Intégrese la presente sentencia en el libro de su clase, y una vez firme remítase testimonio de la misma junto con el expediente administrativo, al lugar de procedencia de éste.
Notifíquese la presente resolución a las partes, con las prevenciones del artículo 248.4 de la Ley Orgánica 6/1985, de 1 de julio, del Poder Judicial , haciéndoles saber que, contra la misma, cabe interponer recurso de casación ante el Tribunal Supremo, limitado exclusivamente a las cuestiones de derecho, siempre y cuando el recurso pretenda fundarse en la infracción de normas de Derecho estatal o de la Unión Europea que sea relevante y determinante del fallo impugnado, y hubieran sido invocadas oportunamente en el proceso o consideradas por la Sala sentenciadora. Para la admisión del recurso será necesario que la Sala de lo Contencioso- Administrativo del Tribunal Supremo estime que el recurso presenta interés casacional objetivo para la formación de jurisprudencia, de conformidad con los criterios expuestos en el art. 88.2 y 3 de la LJCA .

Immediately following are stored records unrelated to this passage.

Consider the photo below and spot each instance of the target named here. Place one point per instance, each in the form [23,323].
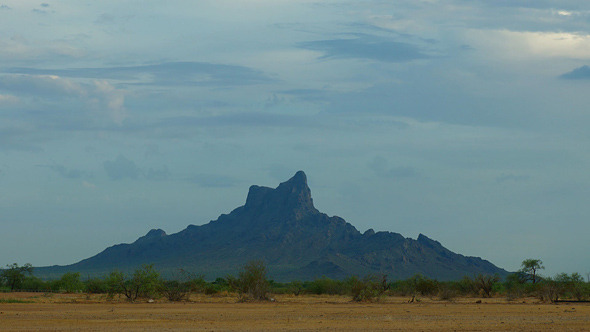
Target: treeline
[252,284]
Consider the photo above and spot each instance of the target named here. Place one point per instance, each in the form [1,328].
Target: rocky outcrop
[282,227]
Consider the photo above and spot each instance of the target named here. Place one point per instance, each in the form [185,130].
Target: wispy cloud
[121,168]
[164,74]
[580,73]
[213,180]
[362,46]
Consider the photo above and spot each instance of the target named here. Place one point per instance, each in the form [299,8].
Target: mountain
[282,227]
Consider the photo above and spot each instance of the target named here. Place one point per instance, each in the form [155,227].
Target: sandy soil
[63,312]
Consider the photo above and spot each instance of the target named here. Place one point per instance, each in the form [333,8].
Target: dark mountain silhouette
[282,227]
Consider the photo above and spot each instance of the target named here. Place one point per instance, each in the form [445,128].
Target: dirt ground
[67,312]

El recurso de casación se preparará ante la Sala de instancia en el plazo de treinta días, contados desde el siguiente al de la notificación de la resolución que se recurre, estando legitimados para ello quienes hayan sido parte en el proceso, o debieran haberlo sido, y seguirá el cauce procesal descrito por los arts. 89 y siguientes de la LJCA . En iguales términos y plazos podrá interponerse recurso de casación ante el Tribunal Superior de Justicia cuando el recurso se fundare en infracción de normas emanadas de la Comunidad Autónoma.
El recurso de casación deberá acompañar la copia del resguardo del ingreso en la Cuenta de Consignaciones núm.: 1749000024074415, del depósito para recurrir por cuantía de 50 euros, de conformidad a lo dispuesto en la D.A. 15ª de la Ley Orgánica 1/2009, de 3 de noviembre , salvo concurrencia de los supuestos de exclusión previstos en el apartado 5º de la Disposición Adicional Decimoquinta de dicha norma o beneficiarios de asistencia jurídica gratuita.
En caso de pago por transferencia se emitirá la misma a la cuenta bancaria de 20 dígitos: IBAN ES5500493569920005001274.
Así por esta nuestra sentencia, definitivamente juzgando, lo pronunciamos, mandamos y firmamos.